Bir haftaya bu kadar yeter, değil mi?


10 yorum:

  1. Kelebek teyze kişisel gelişimi bıraksa enerji yollama bilimine geçer onu bıraksa ufolara, en iyisi topuklamak olmuş :))) Emre Melemez'in seslendirmelerine hassssstayım sırf onun yüzünden bir Sezgin Kaymaz da ben dinlemiştim (seslendirmeyi çok sevdim ama kitabı sevmedim o ayrı), storytel'in en sevdiğim yanı, kitaplar hem ekitap hem seslendirme oluyor ya, bu sayede evişi yaparken okuduğum kitabı kaldığım yerden dinliyorum sonra okumaya devam ediyorum yine dinliyorum, enteresan oluyor. Okurken kafamdaki ses bazen dinlediğime dönüyor (yakında ben de kelebeklerle dönmeye başlamadan susayım). aaa sezonun ilk kahverengi yapraklı ağacını mı gördük konur sokakta????

    YanıtlaSil
    Yanıtlar
    1. Kadın o kadar inançla dönüyordu ki kelebeğin ardında, bir an kendimden şüphe ettim, tam da konuşan köpek Çeto'yu yeni dinlemişken :)) Acil topukladım işin içine girmeden :) O kahverengi yapraklı ağaç Ankara'nın simgelerinden ve benim hayat kurtarıcım at kestanesi C'cim. Sonbahara doğru yeşil yapraklar kenarından kahverengiye döner şahane bir görüntü oluşur, sonra da dikenli kılıf açılıp at kestaneleri bulvarda yürüyenlerin kafalarına düşer :)))

      Sil
  2. Nasıl bir bina yıkmakmış öyle, ortalık toz duman içinde, su filan sıkmadılar anlaşılan, sevimsiz beceriksiz işler... :((
    Sizin bacı kardeş Ankara keşiflerinizi ilgiyle izliyorum, ne güzel kaç senedir yaşanan şehirde yeni sokaklar bulabilmek. :)

    YanıtlaSil
    Yanıtlar
    1. Rezaletti Ekmekçim, bir haftadır bezdik, daha da tam yıkılmadı, ne sulama, ne etrafına koruyucu bir perde, kafasına estiği gibi yıkıyor. İki kez zabıta geldi ama değişen bir şey olmadı, en çok Umut merak ediyor çalışmaları, bıdık ayaklarının üstünde yükselip pencereden seyrediyor "Kız Kurdu"nun yıkılmasını :))))

      Sil
  3. ay bu toz nedir böyle? benim de yanımdaki apartman yıkıldı, yapılacak şimdi. tozlu topraklı günler bizi bekliyor yani :(

    YanıtlaSil
    Yanıtlar
    1. Sorma Şulecim bezdik, kapı pencere tıkalı ev toz kokuyor, ben öksürmekten perişan, daha da bitmedi...

      Sil
  4. Kedilerle, kelebeklerle konuşmak mı, kendi mi düşünüyorum, bu kadar karışık düşünceyi bir arada aklımdan geçiren ben, sadece canlı değil, cansız eşyalarla da konuşma potansiyelim var.

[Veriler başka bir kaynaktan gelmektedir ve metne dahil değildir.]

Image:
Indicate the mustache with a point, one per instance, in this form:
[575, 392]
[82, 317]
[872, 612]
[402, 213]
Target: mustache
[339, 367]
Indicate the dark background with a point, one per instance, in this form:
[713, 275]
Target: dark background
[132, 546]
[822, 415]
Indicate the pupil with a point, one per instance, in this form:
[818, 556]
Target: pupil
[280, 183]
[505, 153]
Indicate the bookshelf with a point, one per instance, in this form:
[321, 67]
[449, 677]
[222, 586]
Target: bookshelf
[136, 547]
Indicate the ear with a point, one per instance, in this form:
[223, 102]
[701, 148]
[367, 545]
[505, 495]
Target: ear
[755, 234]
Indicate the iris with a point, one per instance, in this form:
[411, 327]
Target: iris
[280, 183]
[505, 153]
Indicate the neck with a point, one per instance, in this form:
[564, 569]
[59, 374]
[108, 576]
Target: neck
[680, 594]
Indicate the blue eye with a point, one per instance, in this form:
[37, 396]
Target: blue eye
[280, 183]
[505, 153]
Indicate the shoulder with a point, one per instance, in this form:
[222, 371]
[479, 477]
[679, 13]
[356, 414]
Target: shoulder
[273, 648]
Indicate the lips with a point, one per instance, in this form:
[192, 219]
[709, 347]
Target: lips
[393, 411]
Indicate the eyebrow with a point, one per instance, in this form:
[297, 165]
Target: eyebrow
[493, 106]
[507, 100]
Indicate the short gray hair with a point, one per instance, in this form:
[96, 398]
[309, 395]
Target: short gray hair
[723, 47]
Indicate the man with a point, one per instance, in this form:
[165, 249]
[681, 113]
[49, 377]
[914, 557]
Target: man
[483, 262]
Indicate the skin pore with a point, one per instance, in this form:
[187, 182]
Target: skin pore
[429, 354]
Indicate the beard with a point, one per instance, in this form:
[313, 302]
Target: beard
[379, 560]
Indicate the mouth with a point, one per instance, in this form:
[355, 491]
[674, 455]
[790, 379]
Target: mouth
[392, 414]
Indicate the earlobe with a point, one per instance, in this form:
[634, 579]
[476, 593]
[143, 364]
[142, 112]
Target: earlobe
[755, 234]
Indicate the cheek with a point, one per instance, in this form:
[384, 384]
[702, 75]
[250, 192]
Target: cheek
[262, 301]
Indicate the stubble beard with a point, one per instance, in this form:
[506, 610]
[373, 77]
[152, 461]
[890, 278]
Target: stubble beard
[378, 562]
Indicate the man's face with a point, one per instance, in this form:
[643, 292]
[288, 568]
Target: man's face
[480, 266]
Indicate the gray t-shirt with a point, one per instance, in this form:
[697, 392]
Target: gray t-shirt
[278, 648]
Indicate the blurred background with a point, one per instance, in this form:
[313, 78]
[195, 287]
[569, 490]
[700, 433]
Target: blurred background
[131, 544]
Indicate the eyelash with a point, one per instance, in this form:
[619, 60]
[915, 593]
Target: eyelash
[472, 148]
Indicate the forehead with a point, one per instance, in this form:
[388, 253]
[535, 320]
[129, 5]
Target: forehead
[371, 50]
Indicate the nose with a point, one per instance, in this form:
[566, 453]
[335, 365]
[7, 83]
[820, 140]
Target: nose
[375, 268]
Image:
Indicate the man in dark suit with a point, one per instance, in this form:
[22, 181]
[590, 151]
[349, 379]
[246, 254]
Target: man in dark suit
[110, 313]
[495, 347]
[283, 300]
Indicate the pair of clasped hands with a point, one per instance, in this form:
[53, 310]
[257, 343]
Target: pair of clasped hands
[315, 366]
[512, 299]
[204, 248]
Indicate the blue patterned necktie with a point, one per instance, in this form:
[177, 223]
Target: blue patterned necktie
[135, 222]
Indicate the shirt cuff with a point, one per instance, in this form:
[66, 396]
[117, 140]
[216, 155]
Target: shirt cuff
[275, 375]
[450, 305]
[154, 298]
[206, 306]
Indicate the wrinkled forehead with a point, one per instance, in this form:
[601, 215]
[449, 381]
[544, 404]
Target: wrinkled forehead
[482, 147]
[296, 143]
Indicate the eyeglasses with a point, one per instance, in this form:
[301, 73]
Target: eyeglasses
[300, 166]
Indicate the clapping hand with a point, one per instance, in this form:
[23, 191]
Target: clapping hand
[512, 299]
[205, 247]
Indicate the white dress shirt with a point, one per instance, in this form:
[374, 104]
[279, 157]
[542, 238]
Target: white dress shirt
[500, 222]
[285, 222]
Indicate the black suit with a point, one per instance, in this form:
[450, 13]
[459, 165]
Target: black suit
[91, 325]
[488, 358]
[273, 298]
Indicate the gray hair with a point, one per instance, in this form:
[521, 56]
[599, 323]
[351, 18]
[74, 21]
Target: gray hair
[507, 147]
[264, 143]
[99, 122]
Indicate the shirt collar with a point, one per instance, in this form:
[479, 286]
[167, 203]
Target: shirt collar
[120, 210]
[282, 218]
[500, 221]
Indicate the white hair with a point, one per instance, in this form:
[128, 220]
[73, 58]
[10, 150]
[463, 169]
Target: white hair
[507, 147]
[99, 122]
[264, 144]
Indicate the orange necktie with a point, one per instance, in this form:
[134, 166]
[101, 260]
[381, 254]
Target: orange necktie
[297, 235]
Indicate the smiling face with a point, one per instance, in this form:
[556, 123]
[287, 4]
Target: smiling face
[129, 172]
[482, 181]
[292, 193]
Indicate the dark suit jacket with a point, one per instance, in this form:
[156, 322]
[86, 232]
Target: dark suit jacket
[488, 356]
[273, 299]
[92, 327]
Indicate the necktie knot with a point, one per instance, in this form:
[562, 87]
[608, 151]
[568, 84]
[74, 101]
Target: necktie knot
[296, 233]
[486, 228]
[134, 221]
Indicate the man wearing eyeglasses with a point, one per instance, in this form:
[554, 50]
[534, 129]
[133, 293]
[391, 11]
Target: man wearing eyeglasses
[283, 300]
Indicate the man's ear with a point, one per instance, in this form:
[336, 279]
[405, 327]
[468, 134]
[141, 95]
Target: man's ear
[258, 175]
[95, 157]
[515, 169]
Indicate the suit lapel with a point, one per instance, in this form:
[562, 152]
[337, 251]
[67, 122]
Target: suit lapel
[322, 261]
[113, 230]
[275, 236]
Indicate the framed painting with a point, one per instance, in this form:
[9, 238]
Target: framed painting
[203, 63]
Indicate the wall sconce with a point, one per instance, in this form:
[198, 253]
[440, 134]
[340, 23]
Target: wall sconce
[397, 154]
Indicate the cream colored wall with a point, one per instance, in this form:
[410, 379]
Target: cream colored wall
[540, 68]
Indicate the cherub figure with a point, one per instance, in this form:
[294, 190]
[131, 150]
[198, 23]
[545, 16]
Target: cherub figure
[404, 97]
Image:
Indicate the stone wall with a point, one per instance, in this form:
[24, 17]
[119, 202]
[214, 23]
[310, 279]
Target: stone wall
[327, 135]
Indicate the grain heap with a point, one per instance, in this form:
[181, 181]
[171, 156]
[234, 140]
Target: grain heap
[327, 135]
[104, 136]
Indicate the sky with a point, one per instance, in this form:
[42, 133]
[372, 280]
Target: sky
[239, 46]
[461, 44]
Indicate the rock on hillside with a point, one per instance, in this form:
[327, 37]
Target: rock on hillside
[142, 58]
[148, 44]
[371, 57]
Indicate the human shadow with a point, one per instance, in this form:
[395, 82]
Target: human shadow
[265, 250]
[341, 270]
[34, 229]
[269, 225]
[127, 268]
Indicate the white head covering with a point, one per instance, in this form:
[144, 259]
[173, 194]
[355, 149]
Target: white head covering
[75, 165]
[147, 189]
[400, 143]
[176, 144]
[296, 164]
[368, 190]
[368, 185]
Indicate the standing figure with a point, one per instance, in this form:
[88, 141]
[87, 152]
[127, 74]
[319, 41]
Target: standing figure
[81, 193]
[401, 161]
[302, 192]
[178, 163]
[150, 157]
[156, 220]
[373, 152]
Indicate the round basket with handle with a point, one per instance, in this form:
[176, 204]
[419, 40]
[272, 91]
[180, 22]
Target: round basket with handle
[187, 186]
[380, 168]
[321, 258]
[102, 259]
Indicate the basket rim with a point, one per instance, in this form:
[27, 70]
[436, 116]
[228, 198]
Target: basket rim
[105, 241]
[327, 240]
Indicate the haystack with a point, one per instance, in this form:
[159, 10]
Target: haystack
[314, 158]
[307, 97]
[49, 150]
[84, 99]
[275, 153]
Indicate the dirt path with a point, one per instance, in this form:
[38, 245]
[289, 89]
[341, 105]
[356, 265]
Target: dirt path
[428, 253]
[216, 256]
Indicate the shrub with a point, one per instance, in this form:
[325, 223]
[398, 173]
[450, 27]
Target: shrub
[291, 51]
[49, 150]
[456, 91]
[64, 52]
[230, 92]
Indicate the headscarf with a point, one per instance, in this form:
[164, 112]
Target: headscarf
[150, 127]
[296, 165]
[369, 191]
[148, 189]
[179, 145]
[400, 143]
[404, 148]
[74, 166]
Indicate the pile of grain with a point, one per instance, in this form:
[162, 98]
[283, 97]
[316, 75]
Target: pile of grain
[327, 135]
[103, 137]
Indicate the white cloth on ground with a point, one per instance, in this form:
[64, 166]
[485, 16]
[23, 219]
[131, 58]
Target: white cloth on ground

Çok da kendimi rezil etmesem... Neyse geçen akşam kedilere mama koymaya çıktığımda, su kaplarından bir tanesinde bir sümüklüböcek başını uzatıp ve hatta dudak kıvrımlarını da gördüm, su içiyordu. Boynu da çok güzeldi. Kabuğu da. Ben tabi onu ne videoya çektim, ne bu detaylar üzerinde onunla konuştum, ne de bunu sitedeki kedi annelerine gönderdim. :)

    YanıtlaSil
    Yanıtlar
    1. Valla kadına diyorum ama bende de var potansiyel, ben cansızlarla daha çok konuşuyorum galiba :)) Lakin bizimki kafa dağıtma kabilinden karşıdakinin anlamadığının farkındayız, kadıncağız adeta kendinden geçmişti. Sümüklüböcekleri çok severim ben, ezilmiş görünce de çok üzülürüm...

      Sil
  5. Maşallah efendim, storytel de bu aralar bende etkin dinleme yapıyorum önerinizi listeme aldım. :)

    YanıtlaSil
    Yanıtlar
    1. Kün'ü mutlaka dinleyin, çok seveceksiniz. Baştaki bölüm biraz sıkabilir ama asıl konu çok farklı.